Cleaning: Experts say that hummingbirds will starve rather than consume spoiled feeder syrup, so a dirty feeder isn’t likely to cause harm. But it may cost you the pleasure of their company if they abandon your yard for more reliable food sources elsewhere.

Every filling: Flush the feeder with hot tap water; a bottle brush can be very helpful. Do not use soap — apparently theydon’t like the taste, but bleach will remove it if you have this problem. Visually inspect the entire feeder for black mold; a bleach soak is the best way to remove mold. Discard any unconsumed sugar water — if the birds are not emptying your feeder between cleanings, just partially refill it. If the sugar solution in your feeder turns cloudy, it’s spoiled and needs to be replaced. When the temperature is over 80 degrees (F), clean and refill every three or four days. Over 90°F, it might spoil in two days.

At least once a month: clean the feeder thoroughly with a solution of 1/4 cup bleach to one gallon of water. Soak the feeder in this solution for one hour and then clean with a bottle brush. Rinse well with running water and refill. Any remaining traces of bleach will be neutralized by reacting with the fresh syrup, and there’s no need to air dry before refilling. Bleach is both safe and very effective.
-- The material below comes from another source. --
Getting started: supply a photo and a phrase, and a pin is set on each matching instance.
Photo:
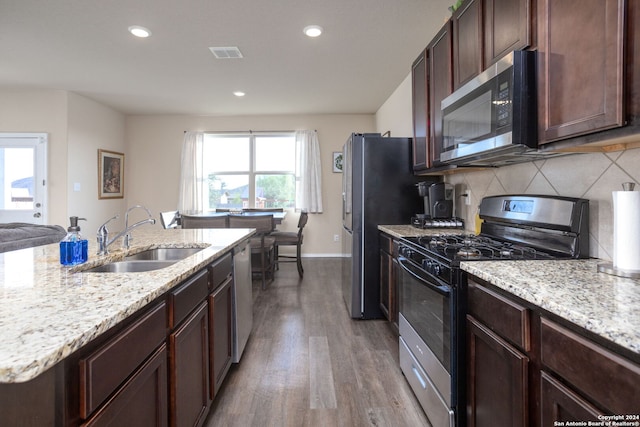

When to take down the feeder: Hummingbirds will not delay migration if a feeder is present; they are driven by forces more powerful than hunger. This is a common misconception that has been proven to be untrue. If a feeder is maintained over the winter, hummers will visit it year-round. 

Hummingbirds can provide for hours of entertainment as well as decrease the bug population around the house.